We are the both the giving and receiving variable in the centre of this process, it truly is a unique and special feeling, and symbolic of much in this life.
There is no right or wrong number of times to do this. Some will say 3 or 4, but my philosophy with any type of calming or grounding technique is that you will know when you know.
Try not to focus so much on the rules as such when it comes to meditation and grounding, focus on what makes you feel centred and calm, and build on that.
We all know that feeling of being centred in our lives, do what you can to get back there, take your time, it is not a race.
There are so many videos online around visualisation for grounding, calming and reducing anxiety and stress levels, here is one I refer to from time to time, and it is absolute bliss!
You can thank me later 🙂
Hands over your naval/stomach
This is something that I learnt many years ago and would often use when working full time in an office environment.

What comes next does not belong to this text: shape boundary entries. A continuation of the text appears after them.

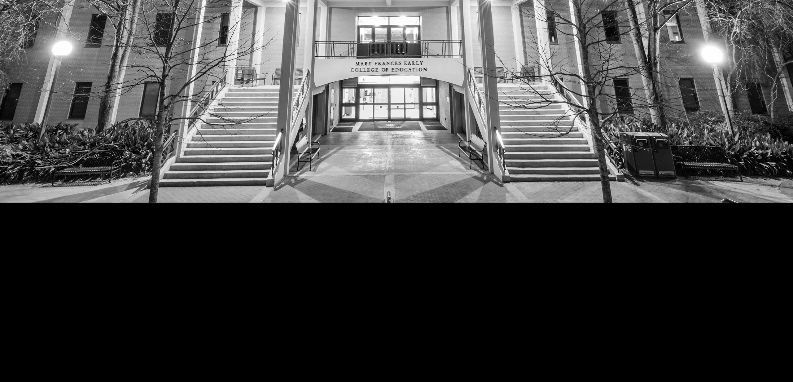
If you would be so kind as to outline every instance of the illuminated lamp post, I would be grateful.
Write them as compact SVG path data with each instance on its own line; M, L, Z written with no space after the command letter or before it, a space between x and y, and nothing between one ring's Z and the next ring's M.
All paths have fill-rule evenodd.
M722 87L722 77L718 75L718 63L724 60L724 53L718 48L707 46L702 49L702 58L713 67L713 78L716 80L716 93L718 94L718 100L722 104L722 111L724 112L724 120L727 124L730 134L735 136L735 132L733 131L732 117L730 115L730 109L727 105L726 89Z
M55 84L58 80L58 71L60 70L60 60L63 57L71 53L71 43L69 41L58 41L52 45L52 55L55 56L55 62L52 63L52 83L50 86L49 94L47 96L47 106L44 107L44 115L41 120L41 131L39 132L39 142L44 136L47 131L47 118L49 117L50 105L52 103L52 94L55 94Z

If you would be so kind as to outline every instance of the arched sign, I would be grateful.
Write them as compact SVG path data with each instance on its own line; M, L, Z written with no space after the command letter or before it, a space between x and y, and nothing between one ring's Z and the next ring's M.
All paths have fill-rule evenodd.
M314 61L314 85L365 75L418 75L462 86L462 59L317 59Z

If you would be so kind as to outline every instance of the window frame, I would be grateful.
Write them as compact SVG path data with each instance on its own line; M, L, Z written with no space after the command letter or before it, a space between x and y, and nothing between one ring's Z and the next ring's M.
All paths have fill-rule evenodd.
M220 28L217 36L218 46L228 44L228 24L231 18L232 15L228 12L225 13L220 13ZM224 23L225 23L225 25L224 25Z
M606 15L610 15L608 17L608 26L607 26L607 17ZM622 35L619 32L619 14L616 10L607 10L600 13L600 18L603 19L603 34L606 36L607 44L623 44ZM612 23L613 22L613 23ZM611 27L614 27L615 33L612 36L609 36L609 29Z
M157 86L157 95L158 95L158 97L155 98L154 113L151 113L151 114L144 114L144 106L146 105L146 102L145 102L146 101L146 88L148 87L149 85L151 85L151 84L155 84ZM138 111L138 117L140 117L140 118L145 118L145 117L151 118L151 117L157 116L157 109L159 108L159 82L158 82L156 81L149 81L149 82L144 82L144 91L143 91L143 94L141 94L141 96L140 96L140 109Z
M559 37L556 29L556 12L546 10L546 24L548 25L548 44L559 44Z
M684 86L683 86L683 84L680 83L681 81L685 81L685 80L691 81L691 87L685 87L685 89L688 89L688 90L691 90L691 96L693 96L693 97L694 97L694 105L695 105L695 107L688 107L688 106L686 106L686 101L685 101L685 100L686 100L686 95L683 94ZM694 82L694 78L692 78L692 77L681 77L680 78L677 78L677 86L678 86L678 88L680 90L680 101L683 103L683 109L684 109L687 112L695 112L695 111L699 110L699 109L700 109L700 107L699 107L699 97L696 94L696 84Z
M160 18L165 19L166 17L170 19L170 22L167 24L168 29L165 29L161 25L164 24L164 20L161 21ZM174 27L174 21L176 17L173 13L170 12L161 12L158 13L155 16L154 32L151 35L151 44L155 47L165 47L167 46L168 43L170 41L172 36L170 35L170 29ZM163 36L163 32L162 31L167 31ZM164 37L164 40L163 40Z
M86 86L86 84L88 84ZM81 86L82 85L82 86ZM69 120L84 120L86 119L86 111L88 111L88 101L90 101L91 86L94 85L93 82L75 82L75 91L72 93L71 102L69 105ZM85 91L87 89L87 93L78 93L78 91ZM79 102L79 106L85 108L82 109L82 115L75 115L75 106L78 105Z
M624 81L625 86L618 86L617 81ZM614 78L611 81L611 86L614 87L614 99L615 99L615 111L619 114L634 114L635 111L634 110L634 100L630 94L630 81L627 78ZM618 89L625 89L627 91L627 104L626 107L620 107L620 103L625 102L624 97L618 93ZM622 100L621 100L622 98Z
M669 44L685 44L686 39L683 37L683 29L680 28L680 12L676 10L672 10L672 11L665 10L664 14L672 15L672 17L669 17L668 20L667 20L666 22L664 23L664 26L666 27L666 34L668 35L667 37L669 41ZM672 24L674 24L675 26L677 28L677 34L680 36L680 40L672 40L672 33L669 32L670 21L673 21Z
M100 17L102 20L102 30L97 27ZM107 25L107 15L104 13L96 13L91 15L91 22L88 25L88 36L86 37L85 48L99 48L102 46L102 40L105 39L105 27ZM98 40L98 42L97 42Z
M3 112L6 111L6 108L9 106L7 103L9 99L8 97L9 92L11 90L11 87L15 85L18 85L18 86L17 87L19 89L19 90L18 90L18 94L17 95L17 98L13 100L13 113L11 113L10 117L3 118L2 117ZM3 91L2 100L0 101L0 120L13 120L13 116L17 114L17 106L19 105L19 97L22 94L22 85L23 82L10 83L8 85L8 87L6 88L6 90Z

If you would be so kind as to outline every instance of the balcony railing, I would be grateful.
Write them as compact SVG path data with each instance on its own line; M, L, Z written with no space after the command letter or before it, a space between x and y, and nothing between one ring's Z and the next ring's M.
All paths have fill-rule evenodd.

- In your chair, or lying down if you can, intertwine your hands however it feels comfortable.
- Place the palms of your hands lightly over your stomach, and rest both touching thumbs together over your naval.
- Pause here for a moment and get used to the position.
- In this position, take three deep breaths with your eyes closed, in your own time, again, this is not a race.
The Breathing Square
This is a fantastic grounding and centring technique used by many healers, psychologist and other practitioners across the globe.
The breathing square consists of four parts.
- Breathe in to the count of 4.
- Hold to the count of 4.
- Breathe out to the count of 4.
- Hold to the count of 4.
Repeat this process until you feel you have reached a state of calm.
Again, there is no right or wrong number of times to do this. Many will recommend a number, but I am big on you getting to know your own body and your own rhythm and building on what is right for you.
There are so many videos online that can teach you more about this technique. Here is one I found just today:
I don’t meditate and don’t think I want to, what are some other tips for staying grounded?
I’ve talked in my previous pieces about how mediation is not necessarily what many people imagine it to be. It is not so much about gathering around with group of people chanting the OM for hours on end.
There are several things you can do to both get grounded, and stay grounded if you are not one for meditating.
- Walk in nature
- Drawing or writing
Basically, anything that you do without even thinking, things that you have perhaps done as a kid in your spare time. Any type of activity that allows you to be fully present and engaged while doing so and separates you from stressful situations is a healthy option.
By the way, if chanting the OM works for you, do it! I do it all the time in the car and I have learnt to love it! By no means am I a singer but I like to pretend I am warming my vocal chords for an award winning performance 🙂
Bringing it all together
Today I have covered a number of techniques that can assist you in getting grounded and staying grounded for as long as you can. Again, in my writing and teachings with Meditation, I cannot emphasise enough that it is about what you feel comfortable doing.
It is about you taking your own time to get back to that feeling of peace and tranquility that you know is there inside.
Often, beginners and even those like me who have been meditating for a while can get caught up in the ‘end goal’ of being calm, and in doing so, can heighten our state even more. If you find this happening to you, it to shall pass, just breathe.
I hope today’s piece has helped you in learning more about the process of grounding through meditation and how it can help you in your daily life.
Feel free to ask me any questions in the comments 🙂
Would it be possible to send me a copy of these pages for personal reference to study. Sincerely Keith
Hi Keith, feel free to use this as a reference.